First time using Parallel

max haughton maxhaton at gmail.com
Sun Dec 26 11:10:44 UTC 2021


On Sunday, 26 December 2021 at 06:10:03 UTC, Era Scarecrow wrote:
>  This is curious. I was up for trying to parallelize my code, 
> specifically having a block of code calculate some polynomials 
> (*Related to Reed Solomon stuff*). So I cracked open 
> std.parallel and looked over how I would manage this all.
>
>  To my surprise I found ParallelForEach, which gives the 
> example of:
>
> ```d
> foreach(value; taskPool.parallel(range) ){code}
> ```
>
> Since my code doesn't require any memory management, shared 
> resources or race conditions (*other than stdout*), I plugged 
> in an iota and gave it a go. To my amazement no compiling 
> issues, and all my cores are in heavy use and it's outputting 
> results!
>
>  Now said results are out of order (*and early results are 
> garbage from stdout*), but I'd included a bitwidth comment so 
> sorting should be easy.
> ```d
>         0x3,    /*7*/
>         0x11,   /*9*/
>         0x9,    /*10*/
>         0x1D,   /*8*/
>         0x5,    /*11*/
>         0x3,    /*15*/
>         0x53,   /*12*/
>         0x1B,   /*13*/
>         0x2B,   /*14*/
> ```
> etc etc.
>
>  Previously years ago I remember having to make a struct and 
> then having to pass a function and a bunch of stuff from within 
> the struct, often breaking and being hard to get to even work 
> so I didn't hardly touch this stuff. This is making outputting 
> data MUCH faster and so easily; Well at least on a beefy 
> computer and not just some chromebook I'm programming on so it 
> can all be on the go.
>
>
>  So I suppose, is there anything I need to know? About shared 
> resources or how to wait until all threads are done?

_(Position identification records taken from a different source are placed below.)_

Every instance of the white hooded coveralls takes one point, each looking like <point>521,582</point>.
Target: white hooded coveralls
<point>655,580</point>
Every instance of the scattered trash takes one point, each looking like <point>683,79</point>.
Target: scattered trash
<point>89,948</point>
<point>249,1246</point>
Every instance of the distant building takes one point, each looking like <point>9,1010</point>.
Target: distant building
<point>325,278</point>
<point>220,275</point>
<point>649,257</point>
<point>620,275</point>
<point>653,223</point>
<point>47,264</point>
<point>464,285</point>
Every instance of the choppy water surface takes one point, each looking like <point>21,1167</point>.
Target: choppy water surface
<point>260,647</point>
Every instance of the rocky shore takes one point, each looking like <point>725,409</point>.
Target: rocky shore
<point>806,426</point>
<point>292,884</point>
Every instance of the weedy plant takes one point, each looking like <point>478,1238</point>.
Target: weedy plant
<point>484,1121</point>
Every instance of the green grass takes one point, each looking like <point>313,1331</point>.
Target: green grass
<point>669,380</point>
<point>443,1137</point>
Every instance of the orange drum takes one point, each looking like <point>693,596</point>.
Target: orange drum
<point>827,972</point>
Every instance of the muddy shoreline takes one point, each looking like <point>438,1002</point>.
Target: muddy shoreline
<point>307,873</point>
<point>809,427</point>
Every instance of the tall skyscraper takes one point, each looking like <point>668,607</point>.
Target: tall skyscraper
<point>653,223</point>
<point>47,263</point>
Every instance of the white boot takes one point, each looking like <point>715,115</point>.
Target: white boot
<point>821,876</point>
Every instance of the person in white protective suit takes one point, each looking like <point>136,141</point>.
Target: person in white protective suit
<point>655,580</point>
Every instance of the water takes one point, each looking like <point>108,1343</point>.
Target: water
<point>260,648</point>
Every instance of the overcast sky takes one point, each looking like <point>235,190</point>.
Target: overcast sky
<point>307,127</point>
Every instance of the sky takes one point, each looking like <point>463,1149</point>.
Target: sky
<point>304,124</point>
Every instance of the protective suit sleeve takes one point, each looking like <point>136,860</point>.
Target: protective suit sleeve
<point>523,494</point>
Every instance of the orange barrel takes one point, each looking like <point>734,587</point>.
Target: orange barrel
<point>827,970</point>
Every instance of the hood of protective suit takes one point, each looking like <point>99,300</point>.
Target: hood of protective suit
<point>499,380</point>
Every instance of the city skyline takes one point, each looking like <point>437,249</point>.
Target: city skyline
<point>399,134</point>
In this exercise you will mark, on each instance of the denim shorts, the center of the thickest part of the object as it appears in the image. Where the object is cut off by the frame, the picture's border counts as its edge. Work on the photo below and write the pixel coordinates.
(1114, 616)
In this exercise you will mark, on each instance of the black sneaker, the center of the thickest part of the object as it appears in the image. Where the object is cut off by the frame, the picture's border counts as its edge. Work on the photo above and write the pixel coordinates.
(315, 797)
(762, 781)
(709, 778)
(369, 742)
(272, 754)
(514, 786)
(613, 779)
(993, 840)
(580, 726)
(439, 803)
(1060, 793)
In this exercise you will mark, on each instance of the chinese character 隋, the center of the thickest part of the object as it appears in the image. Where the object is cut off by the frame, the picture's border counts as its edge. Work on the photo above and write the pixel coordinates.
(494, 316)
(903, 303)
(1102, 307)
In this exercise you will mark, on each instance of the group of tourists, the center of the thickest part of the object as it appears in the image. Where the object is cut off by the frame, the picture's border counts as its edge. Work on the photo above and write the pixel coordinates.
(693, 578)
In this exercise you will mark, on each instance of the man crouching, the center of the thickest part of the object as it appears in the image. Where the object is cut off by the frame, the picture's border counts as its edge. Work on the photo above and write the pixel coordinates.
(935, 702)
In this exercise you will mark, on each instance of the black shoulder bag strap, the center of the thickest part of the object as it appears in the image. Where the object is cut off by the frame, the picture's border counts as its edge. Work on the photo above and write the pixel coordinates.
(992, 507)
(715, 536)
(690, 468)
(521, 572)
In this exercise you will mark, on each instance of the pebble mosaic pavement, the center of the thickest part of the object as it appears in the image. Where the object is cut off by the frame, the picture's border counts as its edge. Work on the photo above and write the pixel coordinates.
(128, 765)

Parallel programming is one of the deepest rabbit holes you can 
actually get to use in practice. Your question at the moment 
doesn't really have much context to it so it's difficult to 
suggest where you should go directly.

I would start by removing the use of stdout in your loop kernel - 
I'm not familiar with what you are calculating, but if you can 
basically have the (parallel) loop operate from (say) one array 
directly into another then you can get extremely good parallel 
scaling with almost no effort.

Not using in the actual loop should make the code faster even 
without threads because having a function call in the hot code 
will mean compilers optimizer will give up on certain 
transformations - i.e. do all the work as compactly as possible 
then output the data in one step at the end.